このようなトラブルを防ぐためにも、可能な限り、営業部全体で顧客情報や活動状況を共有できる仕組みを作っておきましょう。
担当者間による競争や売り上げ依存
よくある営業組織の各営業員の成績の決め方として、社内の営業担当者同士で成績を競い合う状況が、チーム全体の営業力低下を招くことがあります。切磋琢磨し合い、お互いに高い成果を目指すなら問題ありませんが、足の引っ張り合いをしていては逆効果です。また、一部の能力の高い営業担当者に売上がを依存している場合も営業チーム全体として売り上げが上がるような体制の状況改善が必要です。
現状、チームとしては目標を達成できていても、主に売上を上げている営業担当者が休職・退職することがあれば、事業が一気に傾いてしまいます。チーム内で無駄な競い合いをせず、一部の営業員の営業力によって売り上げを依存しないようなノウハウの共有やナレッジの共有を行いやすい営業組織にすることで、チーム全体で能力を高めることが大切です。
営業の問題点が把握できていない
営業力を強化するには、各営業員や営業活動の全体の問題点を正確に認識することが大切です。

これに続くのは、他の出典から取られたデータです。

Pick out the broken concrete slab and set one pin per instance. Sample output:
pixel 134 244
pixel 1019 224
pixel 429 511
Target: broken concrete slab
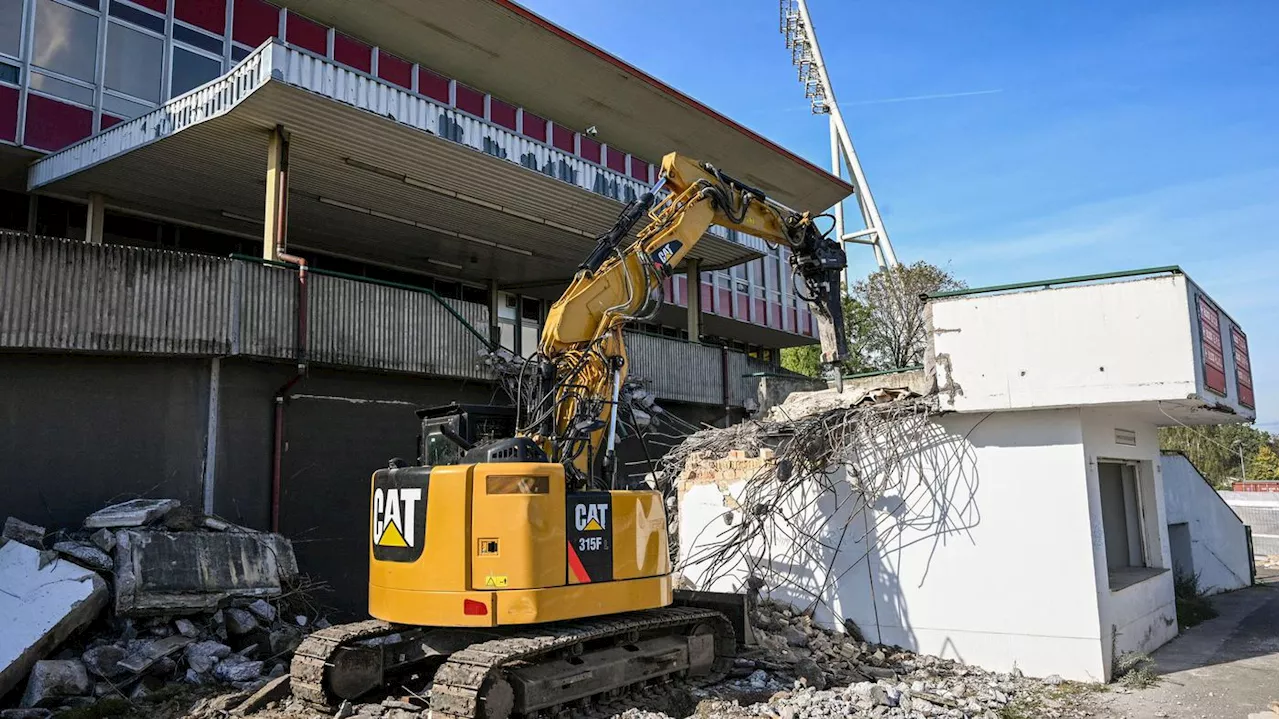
pixel 40 607
pixel 154 651
pixel 275 690
pixel 201 656
pixel 105 662
pixel 104 539
pixel 26 532
pixel 161 572
pixel 85 555
pixel 53 681
pixel 132 513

自分としては努力しているつもりなのに、満足いく結果につながらないようであれば、受注に至らない原因や障害が把握できていないのかもしれません。原因を追求するには、日々の営業活動の記録・分析・課題の振り返りの仕組みを作ることが重要です。
ただ目標の営業数字を追いかけるだけの活動ではなく、根本的な課題となっている営業プロセスやスキルを解決することが営業力の強化繋がるでしょう。
営業力強化のために必要な2つの要素
「チーム・組織としての営業力」と「営業担当者個人の営業力」両方を強化すると、会社全体の営業力を高められます。それぞれの営業力を高めるには、どのような点を意識すればよいのでしょうか?
チームや組織の強化
どんなに能力の高い営業担当者がいても、チーム力が低ければ、全体の結果に結びつきません。チームや組織の力を高めるには、情報共有が大切です。目指すビジョンをチーム全体で共有すれば、たとえ担当者が異なっても、同じ価値をクライアントに提供できます。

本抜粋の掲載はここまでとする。